11 comments to Let’s not forget a media organisation funded via a tax

  • At one time people referred to Prussia as “An army with a state attached to it.”

    Nowadays one could refer to Britain as “A media organization with a state attached to it.”

  • bloke in spain

    I’m fairly limited on what english language news I can get on sat here but in following the Murdoch story I’ve used Sky & France24English. Why not BBC World Service? Last night’s Hard Talk dealt with the subject. Greg Dyke – Labour party donor, Jaquie Smith – Labour Ex Home Sec & some guy from the Greater London Assembly I’d never heard of. That’s supposed to be a range of opinion for the overseas viewer?
    On the particular subject of France24. Increasingly I find I’m turning to it. The sheer depth of its discussion programs is breathtaking. One particular example earlier this year put a Moslem head to head with a representative of, what by UK standards would have been the extreme right, for an hour. Watching the compère getting the two sides exploring where they were in agreement was an education. Compare that with the contempt openly displayed on the BBC to anyone not toeing the multiculti line.

  • Bloke: thanks for the tip. I get France24, but never bothered to watch.

  • bloke in spain

    My pleasure .
    I’m afraid I now regard BBC World in the same way as Russia Today & that peculiar channel that seems to originate somewhere in China. Occasionally interesting but not to be trusted & classified along with the channels offering phone sex lines. ‘Unlikely to deliver what’s shown on the tin.’

    For coverage of the Murdoch issue, strangely enough, I can’t say I can fault Sky. They’ve hardly tried to shelter their employers but have given a much better balance overall, in my opinion

  • Jamess

    Consider stopping paying the BBC tax. The money saved could go on better things, and the pleasure of receiving those angry BBC letters demanding money, knowing that they don’t stand a change in a court of law and that they’re wasting money sending them, is more than the pleasure most BBC output gives.

  • I just want Journalism. You know, where facts, and little else are reported. Foolish I know.

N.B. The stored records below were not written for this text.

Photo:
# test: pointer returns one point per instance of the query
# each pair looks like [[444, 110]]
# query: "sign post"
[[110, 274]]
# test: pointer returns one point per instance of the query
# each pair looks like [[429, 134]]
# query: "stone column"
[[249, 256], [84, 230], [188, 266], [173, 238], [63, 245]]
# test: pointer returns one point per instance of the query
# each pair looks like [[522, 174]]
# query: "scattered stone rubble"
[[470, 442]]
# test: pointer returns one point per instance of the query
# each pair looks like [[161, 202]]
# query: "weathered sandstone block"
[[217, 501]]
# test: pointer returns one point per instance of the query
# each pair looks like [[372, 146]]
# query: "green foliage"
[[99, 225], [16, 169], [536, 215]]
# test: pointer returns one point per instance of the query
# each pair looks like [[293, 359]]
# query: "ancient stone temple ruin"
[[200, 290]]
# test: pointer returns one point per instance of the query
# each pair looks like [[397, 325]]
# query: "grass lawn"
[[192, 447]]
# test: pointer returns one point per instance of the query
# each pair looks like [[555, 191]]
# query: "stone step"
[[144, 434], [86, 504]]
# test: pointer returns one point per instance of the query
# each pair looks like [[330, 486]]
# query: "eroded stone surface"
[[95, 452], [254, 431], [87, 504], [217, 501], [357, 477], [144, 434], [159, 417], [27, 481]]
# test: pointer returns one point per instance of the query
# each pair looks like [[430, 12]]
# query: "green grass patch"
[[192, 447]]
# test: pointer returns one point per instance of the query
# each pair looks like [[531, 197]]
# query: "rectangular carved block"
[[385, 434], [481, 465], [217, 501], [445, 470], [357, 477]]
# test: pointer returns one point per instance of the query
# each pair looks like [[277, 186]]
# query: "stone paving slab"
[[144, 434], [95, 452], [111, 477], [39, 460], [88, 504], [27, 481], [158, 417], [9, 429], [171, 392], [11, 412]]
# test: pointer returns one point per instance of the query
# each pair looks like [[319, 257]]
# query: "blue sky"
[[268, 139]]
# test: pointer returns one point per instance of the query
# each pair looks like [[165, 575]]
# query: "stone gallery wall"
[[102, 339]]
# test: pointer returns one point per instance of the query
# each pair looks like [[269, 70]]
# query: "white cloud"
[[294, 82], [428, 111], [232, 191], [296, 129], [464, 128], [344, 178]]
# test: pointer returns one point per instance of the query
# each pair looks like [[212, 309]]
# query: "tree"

    I will check out this France24 business, however.

  • Andrew Duffin

    “knowing that they don’t stand a change in a court of law”

    Hmm.

    If you have a television, or anything else that can receive television signals, then they do have a chance in a court of law. More than a chance, in fact, because that is the law.

  • BBC? Don’t overlook the world wide corrosive effects of their ideological siblings, ABC, CBC, SABC……..

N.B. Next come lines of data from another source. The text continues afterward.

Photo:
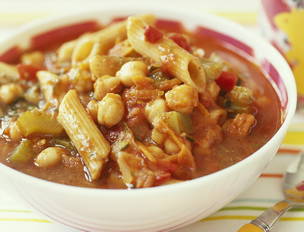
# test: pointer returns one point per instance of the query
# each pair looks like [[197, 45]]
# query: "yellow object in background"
[[291, 23]]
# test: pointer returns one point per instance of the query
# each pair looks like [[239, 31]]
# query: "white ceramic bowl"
[[166, 207]]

  • I am thoroughly in favour of boycotting the TV licence, and it is some years since I paid for one.

    However, if they get you to a court of law and you do own a TV and don’t have a licence, you will lose. If they have managed to identify who you are, and they have clear evidence that you have a TV, then you should pay up at once. On the other hand, if you just ignore the frequent threatening letters address to “The Legal Occupier” and decline to let anyone from TV licensing into your home on the very rare occasions when they knock on the door, nothing will happen.

  • James of England

    I got an email posted to Instapundit on this the other day.

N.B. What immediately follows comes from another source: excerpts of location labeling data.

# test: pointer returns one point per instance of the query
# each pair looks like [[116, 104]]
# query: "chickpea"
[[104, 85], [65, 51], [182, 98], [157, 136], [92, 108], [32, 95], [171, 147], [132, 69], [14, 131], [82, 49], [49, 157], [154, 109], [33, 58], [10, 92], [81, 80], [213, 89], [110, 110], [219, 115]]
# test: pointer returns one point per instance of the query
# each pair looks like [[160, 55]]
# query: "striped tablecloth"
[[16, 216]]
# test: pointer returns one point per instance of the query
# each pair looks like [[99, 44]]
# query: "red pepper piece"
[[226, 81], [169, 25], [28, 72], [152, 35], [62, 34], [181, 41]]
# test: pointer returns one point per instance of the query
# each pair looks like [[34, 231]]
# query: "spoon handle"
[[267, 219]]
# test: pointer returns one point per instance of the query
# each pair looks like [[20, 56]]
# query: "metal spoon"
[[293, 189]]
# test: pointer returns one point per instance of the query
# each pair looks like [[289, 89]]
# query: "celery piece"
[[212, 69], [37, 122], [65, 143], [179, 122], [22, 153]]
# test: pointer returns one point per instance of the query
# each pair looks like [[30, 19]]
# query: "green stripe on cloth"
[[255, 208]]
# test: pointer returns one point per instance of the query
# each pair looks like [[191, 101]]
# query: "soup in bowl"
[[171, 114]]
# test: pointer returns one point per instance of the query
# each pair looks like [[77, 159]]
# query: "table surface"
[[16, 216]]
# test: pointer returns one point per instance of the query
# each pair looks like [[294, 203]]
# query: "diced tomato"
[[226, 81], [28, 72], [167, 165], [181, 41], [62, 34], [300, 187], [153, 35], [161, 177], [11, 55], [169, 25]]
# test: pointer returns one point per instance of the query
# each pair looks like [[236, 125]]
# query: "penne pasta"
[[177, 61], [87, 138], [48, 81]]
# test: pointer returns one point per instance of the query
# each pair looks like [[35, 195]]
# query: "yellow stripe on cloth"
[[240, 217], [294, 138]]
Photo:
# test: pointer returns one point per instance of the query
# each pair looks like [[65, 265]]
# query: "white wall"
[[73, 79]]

    http://pajamasmedia.com/instapundit/124554/

    This doesn’t scratch the surface of the application of anti-trust law to the BBC. The more I think about it, the more convinced I am that breaking up the BBC is a necessary first step to privatizing it and moving it into the market. At the moment, people generally respond by talking about the genuine public services that the BBC performs, which involve a trivial proportion of its funding. Separate out the channels, different media, and each part becomes either much more difficult to defend, or much more acceptable to publicly fund (e.g. personally, I would be more than happy to pay a reasonable rate for the shipping forecast if it transpired that the private sector was unwilling to broadcast it.) Even if it did not result in an ending of the ideological abuses involved in government speech, a breaking up of the monopoly could only improve the output.